Seeing The Beatitudes as Stages of Spiritual Formation
Jesus starts his famous Sermon on the Mount with the Beatitudes. In it, he said the pure in heart will see God. According to Søren Kierkegaard, purity of heart is to will one thing, where your attention and intention are focused on that one thing. I wonder if that’s what Jesus meant? That to fully see God, without any distortions or shadows, we cannot be a divided being.
What’s interesting to me is when Jesus shared these words, He was talking to the sinners, to the outcasts, to the rejects, to the oppressed, to the sick, to the unworthy, and to the untouchables of his society. He was inviting them to come to him and rest, but at the same time, empowering them to own what they do have.
For Jesus, the war they thought they were fighting isn’t the war at all. The war is within them.
“Love YOUR enemies…”
“Do not worry about YOUR life…”
“When YOU give to the needy…
“When YOU look at a woman…”
You get the pattern. It’s an internal confrontation of our tendency for self-protection and self-preservation. So Jesus begins the beatitude by blessing those who are poor in spirit, and then those who mourn, and then those who are meek, and then those who are hungry and thirsty for righteousness, then those who are merciful.
And then those who are pure in heart…
That if we have any hopes of having a purity of heart, we have to go through and acknowledge when we are poor in spirit,
so that we can begin to mourn,
and step into meekness,
so that we can know how to hunger and thirst for righteousness
and be able to show mercy.
You don’t leave one stage without taking the previous stage with you. You take what you went through and you take it to the next. It’s as if the Lord is showing us the building blocks or the pathway to be mature and what it means to be whole and integrated, a different way of being human – a new creation.
After purity of heart comes peacemakers. The Lord knows we needed that then and we need it now more than ever, because how can we ever become peacemakers if we aren’t at peace with ourselves?
So it begins with us and then works itself outside of us.
The Process of Incarnation
Jesus begins the beatitude with blessing the poor in spirit and ends it with blessing those who are persecuted saying, “theirs is the Kingdom of God.” This whole thing is about cultivating an ongoing and increasing ownership and stewardship of the Kingdom that begins inside of us then works itself outside of us..
It’s a cycle. Each with their own seasons.

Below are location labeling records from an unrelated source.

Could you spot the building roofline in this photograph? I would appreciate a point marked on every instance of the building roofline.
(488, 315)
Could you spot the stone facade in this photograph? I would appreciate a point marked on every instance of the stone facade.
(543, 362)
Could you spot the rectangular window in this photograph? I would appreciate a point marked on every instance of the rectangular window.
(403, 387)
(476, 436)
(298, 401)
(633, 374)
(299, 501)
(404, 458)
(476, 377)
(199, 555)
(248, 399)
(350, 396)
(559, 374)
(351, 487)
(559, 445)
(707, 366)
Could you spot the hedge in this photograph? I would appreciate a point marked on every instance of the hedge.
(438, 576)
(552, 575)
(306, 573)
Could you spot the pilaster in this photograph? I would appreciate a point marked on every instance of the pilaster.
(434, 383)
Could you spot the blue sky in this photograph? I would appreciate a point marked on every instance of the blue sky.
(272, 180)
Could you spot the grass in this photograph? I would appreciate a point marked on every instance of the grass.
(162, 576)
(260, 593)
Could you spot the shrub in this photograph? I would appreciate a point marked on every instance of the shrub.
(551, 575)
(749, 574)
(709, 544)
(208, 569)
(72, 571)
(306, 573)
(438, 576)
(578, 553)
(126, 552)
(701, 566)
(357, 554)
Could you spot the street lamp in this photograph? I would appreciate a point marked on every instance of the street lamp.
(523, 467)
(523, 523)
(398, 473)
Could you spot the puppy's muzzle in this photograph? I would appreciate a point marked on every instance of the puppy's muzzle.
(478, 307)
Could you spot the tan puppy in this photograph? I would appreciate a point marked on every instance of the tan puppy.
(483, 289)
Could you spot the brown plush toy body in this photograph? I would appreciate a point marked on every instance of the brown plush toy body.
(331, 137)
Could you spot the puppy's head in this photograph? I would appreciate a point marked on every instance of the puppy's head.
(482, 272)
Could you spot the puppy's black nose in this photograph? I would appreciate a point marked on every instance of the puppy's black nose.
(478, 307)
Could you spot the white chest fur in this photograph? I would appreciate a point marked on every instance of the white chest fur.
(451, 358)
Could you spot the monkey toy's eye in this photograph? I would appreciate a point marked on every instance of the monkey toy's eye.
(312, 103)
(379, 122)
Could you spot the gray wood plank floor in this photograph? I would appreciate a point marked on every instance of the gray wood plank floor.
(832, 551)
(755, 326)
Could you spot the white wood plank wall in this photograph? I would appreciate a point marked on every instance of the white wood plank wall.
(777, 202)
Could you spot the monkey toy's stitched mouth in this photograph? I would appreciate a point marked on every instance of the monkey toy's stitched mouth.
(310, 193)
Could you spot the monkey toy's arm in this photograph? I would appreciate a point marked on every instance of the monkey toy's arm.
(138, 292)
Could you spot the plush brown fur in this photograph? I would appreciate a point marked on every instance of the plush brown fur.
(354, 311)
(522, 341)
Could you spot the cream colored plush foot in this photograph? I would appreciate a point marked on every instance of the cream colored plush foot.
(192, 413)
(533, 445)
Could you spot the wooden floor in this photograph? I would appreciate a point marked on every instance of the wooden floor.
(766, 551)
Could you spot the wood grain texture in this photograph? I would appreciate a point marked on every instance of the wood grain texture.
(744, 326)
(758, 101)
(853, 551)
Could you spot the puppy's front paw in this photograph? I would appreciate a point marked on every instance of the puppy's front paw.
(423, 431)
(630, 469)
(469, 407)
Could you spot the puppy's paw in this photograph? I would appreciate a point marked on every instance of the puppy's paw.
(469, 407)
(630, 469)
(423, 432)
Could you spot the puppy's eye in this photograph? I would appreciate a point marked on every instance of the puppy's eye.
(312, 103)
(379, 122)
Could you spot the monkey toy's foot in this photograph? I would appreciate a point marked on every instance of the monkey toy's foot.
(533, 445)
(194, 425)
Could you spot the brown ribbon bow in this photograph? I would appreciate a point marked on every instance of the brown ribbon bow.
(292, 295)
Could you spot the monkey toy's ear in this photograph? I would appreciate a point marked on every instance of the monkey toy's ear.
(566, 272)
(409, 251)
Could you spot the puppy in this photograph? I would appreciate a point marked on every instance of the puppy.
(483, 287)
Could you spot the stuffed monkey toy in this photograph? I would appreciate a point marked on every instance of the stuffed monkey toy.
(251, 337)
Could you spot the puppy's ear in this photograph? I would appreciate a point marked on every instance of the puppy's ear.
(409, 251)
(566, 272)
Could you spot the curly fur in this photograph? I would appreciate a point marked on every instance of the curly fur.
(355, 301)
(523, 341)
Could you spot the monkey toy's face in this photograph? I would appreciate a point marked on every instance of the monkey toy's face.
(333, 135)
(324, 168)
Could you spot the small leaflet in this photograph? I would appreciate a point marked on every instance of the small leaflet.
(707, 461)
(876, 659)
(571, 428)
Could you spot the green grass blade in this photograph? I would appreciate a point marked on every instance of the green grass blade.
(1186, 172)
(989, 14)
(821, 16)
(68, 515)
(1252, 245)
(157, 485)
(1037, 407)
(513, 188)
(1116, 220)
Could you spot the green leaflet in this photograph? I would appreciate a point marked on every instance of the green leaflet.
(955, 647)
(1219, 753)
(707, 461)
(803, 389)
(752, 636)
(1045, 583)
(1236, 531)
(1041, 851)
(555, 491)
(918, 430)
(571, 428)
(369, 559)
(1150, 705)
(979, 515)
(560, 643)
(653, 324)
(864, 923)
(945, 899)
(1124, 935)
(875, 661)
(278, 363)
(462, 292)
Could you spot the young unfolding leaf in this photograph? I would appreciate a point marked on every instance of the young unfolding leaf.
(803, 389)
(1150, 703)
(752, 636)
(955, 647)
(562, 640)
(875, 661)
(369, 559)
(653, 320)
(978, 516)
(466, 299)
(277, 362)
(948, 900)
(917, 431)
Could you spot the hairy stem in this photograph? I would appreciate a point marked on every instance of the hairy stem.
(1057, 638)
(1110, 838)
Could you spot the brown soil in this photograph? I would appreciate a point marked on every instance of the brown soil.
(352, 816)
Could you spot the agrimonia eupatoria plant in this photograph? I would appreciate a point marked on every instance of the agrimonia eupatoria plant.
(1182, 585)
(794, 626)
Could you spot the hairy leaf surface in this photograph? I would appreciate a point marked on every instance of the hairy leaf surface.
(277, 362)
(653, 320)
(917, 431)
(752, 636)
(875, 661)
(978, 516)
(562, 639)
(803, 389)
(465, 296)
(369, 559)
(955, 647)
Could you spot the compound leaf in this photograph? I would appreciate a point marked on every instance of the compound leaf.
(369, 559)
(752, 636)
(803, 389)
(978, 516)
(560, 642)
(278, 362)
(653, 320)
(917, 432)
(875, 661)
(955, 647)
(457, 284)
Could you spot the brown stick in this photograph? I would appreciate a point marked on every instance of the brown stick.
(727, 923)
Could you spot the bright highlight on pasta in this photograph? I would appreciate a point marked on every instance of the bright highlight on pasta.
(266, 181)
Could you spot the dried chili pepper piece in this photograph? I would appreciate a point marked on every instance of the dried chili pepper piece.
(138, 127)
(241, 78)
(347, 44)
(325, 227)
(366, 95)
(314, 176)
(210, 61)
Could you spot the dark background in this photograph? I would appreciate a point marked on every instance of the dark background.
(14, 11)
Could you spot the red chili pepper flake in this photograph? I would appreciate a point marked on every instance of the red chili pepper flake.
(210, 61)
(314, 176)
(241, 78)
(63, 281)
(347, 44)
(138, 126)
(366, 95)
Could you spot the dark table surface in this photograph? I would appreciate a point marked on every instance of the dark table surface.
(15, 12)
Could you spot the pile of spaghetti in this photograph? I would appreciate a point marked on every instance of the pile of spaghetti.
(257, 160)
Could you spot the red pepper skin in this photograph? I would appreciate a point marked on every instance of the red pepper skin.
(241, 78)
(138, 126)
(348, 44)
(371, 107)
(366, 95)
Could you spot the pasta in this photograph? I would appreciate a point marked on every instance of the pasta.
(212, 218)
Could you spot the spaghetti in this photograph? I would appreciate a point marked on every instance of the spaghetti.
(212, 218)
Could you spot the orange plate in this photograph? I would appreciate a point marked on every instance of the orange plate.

A Death and a Resurrection.
It’s the process of incarnation where your life becomes an unfolding story of grace.
You start poor, and then you grow. And you keep growing. Until life happens again. You’re weary, betrayed, tired. You’re back to grief. And you feel like you are back to the beginning. But you’ve actually matured. You’ve gained deeper ownership of the Kingdom inside of you. The breaking enters you into a deeper sense of belonging to yourself so that you can integrate all of your heart, soul, mind, and strength to perfect love.
And then the journey starts again because isn’t that the point of the Gospel?
It’s this transformative and generative journey where you are continually conformed into the image of Christ through the work of the Spirit within you so that you can actually take the command to love God and to love others as yourself a step further – to love others as Christ loved you – to be able to lay your life down for one another.
That’s the journey we are invited to join in. That’s the unfolding story of grace.